Brenden Ortiz, UC Santa Barbara: Materials Discovery of Next-Generation Quantum Materials, The AV3Sb5 (A: K, Rb, Cs) Kagome Superconductors

Date and Time
Hosted By
Brenden Ortiz

Zoom Details

Seminar

2:00 pm - 3:00 pm

Zoom Link: For Zoom Information Please Contact: QF-admin@cnsi.ucsb.edu

Speaker

Brenden Ortiz
Postdoctoral Research Fellow
UC Santa Barbara

Bio

Brenden received his B.S. in Engineering Physics and Ph.D. in Materials Science from the Colorado School of Mines in Golden, Colorado. His graduate work was focused on the high-throughput discovery and optimization of thermoelectric materials with Prof. Eric Toberer. He is currently an Elings postdoctoral fellow at the University of California Santa Barbara with Prof. Stephen Wilson. At UCSB his focus expanded into the realm of quantum materials, including superconductivity, low-dimensional systems (triangular, kagome lattices), and single crystal growth.

Abstract

New materials discovery has been a fundamental part of the synthetic chemistry, condensed matter physics, and materials fields. The targeted synthesis of new ternary and quaternary compounds has immense potential for introducing new chemical complexity and diversity into the known model systems. Our discovery of the AV3Sb5 (A: K, Rb, Cs) kagome superconductors is a prime example of how rational exploration of phase space can lead to untold opportunity. The AV3Sb5 materials are quasi-2D (structurally and electronically), exfoliative, air-stable, metals with a structurally perfect kagome network of vanadium.
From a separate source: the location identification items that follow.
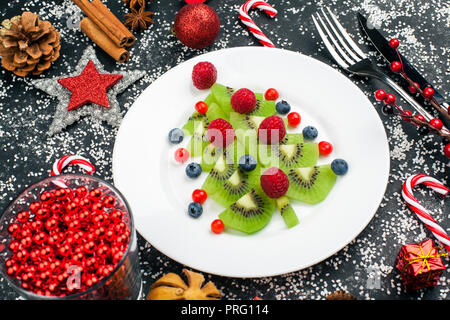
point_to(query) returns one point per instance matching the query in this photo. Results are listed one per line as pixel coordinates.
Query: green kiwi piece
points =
(287, 156)
(236, 186)
(199, 139)
(214, 112)
(222, 95)
(287, 212)
(250, 213)
(220, 172)
(209, 157)
(312, 184)
(264, 108)
(193, 121)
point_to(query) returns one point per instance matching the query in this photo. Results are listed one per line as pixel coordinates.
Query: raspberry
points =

The entire family exhibits competition between charge density wave (CDW) order below (80-100K), and a superconducting (Tc = 0.9-2.5K) ground state. Our work indicates that the systems are topologically nontrivial, and surface states should be close to the natural Fermi level. A complex interplay between the electronic properties and the CDW is observed, with the possibility of a chiral CDW as the source of anomalous Hall effect in the entire family. In this seminar, I will describe the rapidly growing body of knowledge surrounding the AV3Sb5 system, including potential topological surface states, unconventional superconductivity, and interplay of charge density wave order and superconductivity.